Bonavita Guest Speaker For Annual Dinner

August 27, 2018 at 4:25 PM

Print a dinner reservation form here. 

       Retired Courier-Express editor Denny Bonavita will be the guest speaker for the DuBois Area Historical Society’s denny_mug_fla_2015.jpg36thAnnual Dinner, Thursday, September 20, at 6 p.m. at Christ Lutheran Church, Sunflower Drive, DuBois.

       The cost for dinner is $22 per person. The menu includes:  chicken marsala, roast beef, red skin potatoes, cabbage and noodles, glazed carrots, salad, desert and coffee. Reservation and payment is due by September 17 and should be mailed to DuBois Area Historical Society, P. O. Box 401, DuBois, Pa. 15801. For more information call 814-371-9006 to leave a message or e-mail duboisareahistory@yahoo.com

        Bonavita plans a double-pronged approach to his presentation.
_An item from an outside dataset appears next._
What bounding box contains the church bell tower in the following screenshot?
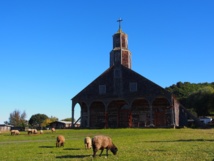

He intends to outline the changes in newspaper production during his 50 plus years in the business, leading to the current topic of “fake news.”

        “I can’t give the blanket denial that folks might expect,” said Bonavita. “What the press of its day did to Thomas Jefferson was scandalous. Newspapers published by William Randolph Hearst and Joseph Pulitzer led to the Spanish American War and ensuing Philippine Insurrection.”

         Bonavita, now 75, retired in 2013 as the editor and publisher of The Courier-Express in DuBois, and also of the Jeffersonian Democrat newspaper in Brookville and the Leader-Vindicator newspaper in New Bethlehem. He came to DuBois in 1990 as managing editor. He became editor in 1998, and became the publisher in 2001.

        He grew up in Warren and graduated from high school there in 1960. He went to Gannon College in Erie, planning to be an English teacher. He needed a part-time job, and got one as a sportswriter at the Times-News in Erie. When he found out that they would actually pay him for telling stories, he knew he had found his calling.

        After college, he adjusted insurance claims for a year and sold drugs as a pharmaceutical representative. He stayed in sports writing as a part-timer and/or freelancer in Erie, then in Akron and Canton, Ohio. He came back to Warren in 1968. There he worked for 21 years as sports editor, reporter, city editor and managing editor.

         He and his wife of 13 years, Maryellen McDaniel Greene Bonavita, live on an old farm between Brookville and Sigel.